Do lado de fora, tentam fazer chegar os produtos até aos passageiros nas janelas. Durante a viagem não há uma hora de comer, há, antes, estações onde se come. Quem já acabou o farnel que preparou em casa, precisa de entreter as mãos e o estômago. E pelas janelas passam-se ainda os últimos refrescos, a última água, sacos de amendoins, bolachas.

As horas perderam-se pelo caminho, a noite caiu lá fora. O comboio passa por Inhaminga, Mazamba, Condue, Muanza.

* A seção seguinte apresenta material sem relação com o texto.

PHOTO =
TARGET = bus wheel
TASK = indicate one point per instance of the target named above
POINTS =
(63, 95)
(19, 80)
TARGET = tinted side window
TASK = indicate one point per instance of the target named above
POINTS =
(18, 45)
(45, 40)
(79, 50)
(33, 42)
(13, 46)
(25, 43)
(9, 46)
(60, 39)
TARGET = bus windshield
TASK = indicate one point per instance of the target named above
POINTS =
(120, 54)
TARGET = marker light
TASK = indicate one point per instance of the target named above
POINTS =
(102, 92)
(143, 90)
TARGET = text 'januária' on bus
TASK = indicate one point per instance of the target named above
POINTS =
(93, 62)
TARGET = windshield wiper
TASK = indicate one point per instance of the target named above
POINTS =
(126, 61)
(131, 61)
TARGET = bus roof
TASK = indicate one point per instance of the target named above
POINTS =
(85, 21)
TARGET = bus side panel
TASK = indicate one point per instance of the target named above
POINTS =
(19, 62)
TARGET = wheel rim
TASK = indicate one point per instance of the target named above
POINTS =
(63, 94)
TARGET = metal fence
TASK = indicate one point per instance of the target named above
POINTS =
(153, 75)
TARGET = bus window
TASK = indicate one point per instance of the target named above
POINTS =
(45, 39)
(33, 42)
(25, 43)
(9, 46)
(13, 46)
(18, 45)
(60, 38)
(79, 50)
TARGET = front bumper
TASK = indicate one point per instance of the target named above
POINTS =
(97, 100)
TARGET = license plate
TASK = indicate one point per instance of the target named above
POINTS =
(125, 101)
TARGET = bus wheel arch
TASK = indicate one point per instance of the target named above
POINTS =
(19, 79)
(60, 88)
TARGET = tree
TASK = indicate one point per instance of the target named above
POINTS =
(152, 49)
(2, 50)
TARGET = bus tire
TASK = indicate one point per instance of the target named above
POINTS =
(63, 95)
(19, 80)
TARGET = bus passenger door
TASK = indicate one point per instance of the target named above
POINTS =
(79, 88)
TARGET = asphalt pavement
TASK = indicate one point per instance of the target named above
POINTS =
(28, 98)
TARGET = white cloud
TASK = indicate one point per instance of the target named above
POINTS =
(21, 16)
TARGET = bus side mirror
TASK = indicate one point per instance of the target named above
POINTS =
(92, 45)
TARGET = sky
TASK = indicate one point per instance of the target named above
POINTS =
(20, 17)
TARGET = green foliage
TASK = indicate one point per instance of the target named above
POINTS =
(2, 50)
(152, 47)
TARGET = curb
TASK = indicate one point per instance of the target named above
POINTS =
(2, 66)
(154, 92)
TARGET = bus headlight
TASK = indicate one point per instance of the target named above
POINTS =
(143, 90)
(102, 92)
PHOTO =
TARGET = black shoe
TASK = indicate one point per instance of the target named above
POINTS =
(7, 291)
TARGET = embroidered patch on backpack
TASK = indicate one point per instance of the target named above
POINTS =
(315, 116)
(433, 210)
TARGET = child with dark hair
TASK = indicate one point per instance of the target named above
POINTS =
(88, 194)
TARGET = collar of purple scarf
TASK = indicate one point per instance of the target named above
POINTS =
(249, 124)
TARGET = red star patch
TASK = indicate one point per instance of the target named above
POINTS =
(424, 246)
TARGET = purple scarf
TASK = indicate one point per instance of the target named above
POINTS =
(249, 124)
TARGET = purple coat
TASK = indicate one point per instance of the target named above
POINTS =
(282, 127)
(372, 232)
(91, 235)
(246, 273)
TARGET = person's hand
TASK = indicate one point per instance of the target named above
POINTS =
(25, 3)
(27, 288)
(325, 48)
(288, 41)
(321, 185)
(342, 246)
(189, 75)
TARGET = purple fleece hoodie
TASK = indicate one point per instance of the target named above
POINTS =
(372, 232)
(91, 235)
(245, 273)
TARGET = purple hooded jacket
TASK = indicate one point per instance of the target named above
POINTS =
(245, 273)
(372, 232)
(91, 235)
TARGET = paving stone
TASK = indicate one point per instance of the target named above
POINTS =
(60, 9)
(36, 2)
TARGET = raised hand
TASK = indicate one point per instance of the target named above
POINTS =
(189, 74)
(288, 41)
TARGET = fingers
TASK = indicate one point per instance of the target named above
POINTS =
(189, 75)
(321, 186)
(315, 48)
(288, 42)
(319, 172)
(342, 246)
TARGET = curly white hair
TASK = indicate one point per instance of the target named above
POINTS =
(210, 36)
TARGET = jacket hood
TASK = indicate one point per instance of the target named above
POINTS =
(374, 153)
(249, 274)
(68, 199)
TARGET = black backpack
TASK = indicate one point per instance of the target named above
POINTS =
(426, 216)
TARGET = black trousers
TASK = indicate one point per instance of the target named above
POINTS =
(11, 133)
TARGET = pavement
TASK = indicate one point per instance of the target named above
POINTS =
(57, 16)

À primeira luz do dia seguinte, Alberto António muda-se para o lado de Maria Viagem, a negociante. Durante a guerra, António viu o que se passou ao longo da linha depois de sabotada pela RENAMO. De linha de comboio, Sena passou a fonte de recurso para quem aqui vivia: as bitolas foram usadas como combustível lenhoso, da chapa das carruagens moldaram-se panelas, os carris foram vendidos.

Como muitos outros, António acabou por fugir para o Malawi, regressou em 1994, dois anos depois de assinado o Acordo de Roma entre o governo da FRELIMO e a RENAMO. Mas as condições dos primeiros tempos de paz no seu país continuavam duras. "Roupa era chato, de comer era chato. Agora tem tudo."

Alberto António vai até à estação final: a cidade da Beira. Sempre que lá vai fica entusiasmado, lá "tem muita coisa. Cresceu muito, é uma grande cidade já, muito bonita - rotundas, farmácias, empresas - muito bonita!"

A razão que o traz à Beira desta vez não é feliz, está a caminho de um funeral. Mas talvez ainda encontre um trabalho ocasional que lhê o dinheiro para regressar daqui a uns dias.

Ao fim de 26 horas e cerca de 600 km de caminho, os últimos passageiros descem na Beira com António. Filhos às costas, carga na mão, molhos de galinhas na outra.